This blog is written courtesy of Interactions R&D team.
When should AI say: “I don’t know”?
No one is perfect! Humans make mistakes, and so do machines. An admirable quality in humans is to accept one’s mistakes. It turns out that it is also a valuable quality for AI. In recent years, the role of AI has become prominent in every aspect of our lives. We rely on AI to tell us the weather, find the nearest restaurants, give us directions, and play our favorite song among many other things. We trust AI responses to make our decisions, but do we really know how reliable AI decisions are?
What is “confidence”?
AI relies on data to train models that automatically make decisions. However, since we are not living in a perfect world, errors are inevitable due to multiple reasons such as noisy or inadequate data, or mismatch between train and test data. Different applications have different thresholds for error. Most of us have experienced problems with speech recognition on our phones, which could be annoying. For other applications such as medical or security, however, the high accuracy for automatic models is even more crucial. Since AI models cannot be accurate all the time, the best alternative is for such models to know when they could be wrong. That’s why it is important to quantify the confidence of automatic predictions in different fields of AI such as speech, text, image, and video. A confidence score is a scalar quantity that measures the reliability of an automatic system.
Don’t be overconfident!
It’s good to be confident, but no one likes an overconfident person. Well, some people do, but for the sake of argument let’s assume that’s not a good quality. Which one is worse: a student who is very confident that they will score 100 in an exam, but they actually score 45, or a student who is not so confident about getting a high score, yet they score 85? While both these situations are undesirable and show that these students do not have a reasonable evaluation of themselves, the first scenario is worse. If someone is giving you directions and they’re not sure, you would prefer to know that, and it is your decision to take their advice or not. The same goes for AI models. Ideally, we would want an AI system to associate a number with each automatic prediction that shows the certainty of that prediction. If this number is too low, the AI system is basically saying: “I’m not sure!”.
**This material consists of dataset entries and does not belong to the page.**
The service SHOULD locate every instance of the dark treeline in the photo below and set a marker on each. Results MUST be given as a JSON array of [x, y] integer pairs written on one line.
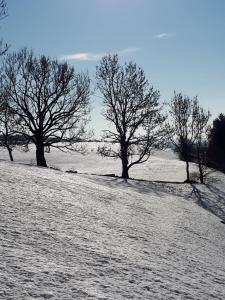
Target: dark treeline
[[47, 103]]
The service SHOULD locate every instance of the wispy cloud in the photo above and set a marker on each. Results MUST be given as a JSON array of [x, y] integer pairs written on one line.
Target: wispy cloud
[[90, 56], [163, 36]]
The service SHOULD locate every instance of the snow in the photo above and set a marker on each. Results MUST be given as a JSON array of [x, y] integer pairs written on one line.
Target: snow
[[77, 236]]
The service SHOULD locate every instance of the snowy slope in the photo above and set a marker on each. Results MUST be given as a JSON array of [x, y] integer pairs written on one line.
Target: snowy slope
[[68, 236], [161, 165]]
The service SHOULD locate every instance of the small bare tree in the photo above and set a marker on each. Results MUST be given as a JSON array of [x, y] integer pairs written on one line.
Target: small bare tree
[[7, 124], [133, 108], [188, 127], [201, 131], [51, 100], [3, 14]]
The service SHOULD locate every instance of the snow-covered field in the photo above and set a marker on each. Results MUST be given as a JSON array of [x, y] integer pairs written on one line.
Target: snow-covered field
[[161, 165], [77, 236]]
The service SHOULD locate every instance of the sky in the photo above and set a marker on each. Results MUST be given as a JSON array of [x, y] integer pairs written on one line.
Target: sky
[[180, 44]]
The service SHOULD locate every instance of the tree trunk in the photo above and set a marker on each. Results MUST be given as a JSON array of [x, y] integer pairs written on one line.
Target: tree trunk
[[200, 168], [10, 152], [124, 159], [187, 172], [125, 173], [201, 175], [40, 155]]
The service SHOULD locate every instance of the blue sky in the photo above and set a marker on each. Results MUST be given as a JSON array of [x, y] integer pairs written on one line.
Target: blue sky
[[180, 44]]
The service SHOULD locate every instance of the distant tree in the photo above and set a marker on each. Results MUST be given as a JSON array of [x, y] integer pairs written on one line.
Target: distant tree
[[201, 118], [3, 14], [7, 124], [188, 127], [51, 100], [216, 149], [132, 106]]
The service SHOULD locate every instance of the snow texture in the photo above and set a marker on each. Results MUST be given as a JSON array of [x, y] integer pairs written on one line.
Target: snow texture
[[73, 236]]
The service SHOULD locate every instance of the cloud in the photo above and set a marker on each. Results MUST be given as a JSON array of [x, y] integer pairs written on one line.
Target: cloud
[[90, 56], [163, 36]]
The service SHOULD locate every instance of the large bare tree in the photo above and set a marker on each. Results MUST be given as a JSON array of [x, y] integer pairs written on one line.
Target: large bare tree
[[51, 100], [132, 106]]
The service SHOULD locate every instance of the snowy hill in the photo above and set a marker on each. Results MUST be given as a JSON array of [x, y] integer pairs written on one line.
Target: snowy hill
[[72, 236]]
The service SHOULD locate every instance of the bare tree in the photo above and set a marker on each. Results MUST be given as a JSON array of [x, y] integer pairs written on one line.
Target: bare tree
[[188, 127], [51, 100], [182, 128], [133, 108], [201, 130], [3, 14], [7, 124]]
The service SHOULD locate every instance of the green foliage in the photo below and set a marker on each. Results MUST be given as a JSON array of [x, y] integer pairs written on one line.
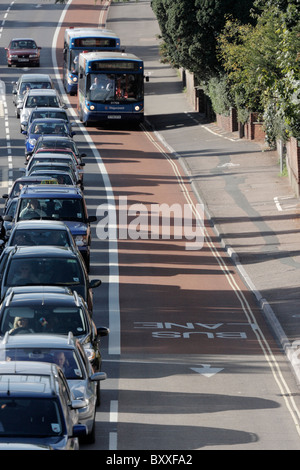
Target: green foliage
[[219, 92], [262, 63]]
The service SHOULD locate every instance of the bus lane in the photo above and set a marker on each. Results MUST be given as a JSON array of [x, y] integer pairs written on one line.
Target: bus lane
[[198, 367]]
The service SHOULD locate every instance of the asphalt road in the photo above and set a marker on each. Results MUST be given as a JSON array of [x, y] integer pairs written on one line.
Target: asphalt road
[[191, 363]]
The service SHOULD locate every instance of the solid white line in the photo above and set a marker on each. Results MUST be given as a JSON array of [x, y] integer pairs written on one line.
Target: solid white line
[[114, 343]]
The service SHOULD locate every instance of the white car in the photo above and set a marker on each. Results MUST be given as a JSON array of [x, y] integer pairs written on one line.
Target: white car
[[36, 99]]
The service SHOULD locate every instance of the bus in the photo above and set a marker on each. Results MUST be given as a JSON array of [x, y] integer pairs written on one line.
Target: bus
[[110, 87], [77, 40]]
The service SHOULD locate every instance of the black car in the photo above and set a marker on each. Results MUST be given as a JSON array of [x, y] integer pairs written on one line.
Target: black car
[[19, 184], [47, 112], [67, 352], [37, 407], [48, 266], [26, 82], [41, 232], [23, 51], [55, 310]]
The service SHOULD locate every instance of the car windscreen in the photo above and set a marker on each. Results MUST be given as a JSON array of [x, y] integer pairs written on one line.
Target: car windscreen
[[30, 417], [66, 209], [43, 100], [39, 236], [36, 114], [66, 359], [61, 271]]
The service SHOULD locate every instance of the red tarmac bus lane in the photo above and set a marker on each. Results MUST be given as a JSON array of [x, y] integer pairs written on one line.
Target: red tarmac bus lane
[[172, 300]]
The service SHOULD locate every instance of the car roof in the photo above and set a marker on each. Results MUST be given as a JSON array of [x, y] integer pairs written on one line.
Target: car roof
[[49, 251], [57, 137], [43, 191], [43, 109], [51, 120], [38, 340], [22, 39], [24, 375], [52, 164], [45, 155], [29, 296], [40, 224], [48, 91]]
The role of confidence in Conversational AI
Conversational AI makes it possible for humans to converse with machines using text or speech, and is used in a variety of applications including chatbots and voice-based intelligent virtual assistants (IVA). The majority of voice-based IVA systems use automatic models to convert speech to text and text to meaning. A confidence score could be associated with the output of each model and the lowest confidence decides the overall confidence of the system. If you are speaking in a train station with a lot of noise, the speech to text confidence is likely to be low, while if you speak vaguely, the text to meaning confidence is low. Either scenario impacts the final output of the system and therefore the conversational AI response. If the system is not confident that it really understands what you said, an alternative approach such as human-in-the-loop could be applied, so you don’t have to repeat yourself. Combining AI with human intelligence allows the Conversational AI system to use human understanding for utterances that are difficult for machines to understand. Confidence scores play an important role in this combination. If the meaning of utterances with low confidence scores are annotated by humans, the system could continue a flawless conversation with you instead of telling you: “I don’t know!”.
How to measure confidence?
Most AI applications use statistical models to make predictions. A typical approach to determine the confidence of a statistical model is to interpret the posterior probability of the model’s prediction as a measure of certainty. Higher probability for a prediction shows more confidence. While this approach requires no additional data to determine the confidence score, it is dependent entirely on the complexity of the model, the input features, and the training data. In some applications, it is beneficial to build a separate confidence model to estimate the certainty of predictions, and this model is trained based on comparing automatic predictions to human-verified predictions. Another approach to measuring confidence, is to train multiple models for the same prediction task and compare their results. The quality of a confidence measure could be evaluated by calculating the number of accurate predictions when the confidence score is higher than a threshold. Ideally, a calibrated confidence score of 80% shows that the system’s prediction is accurate 80% of the time.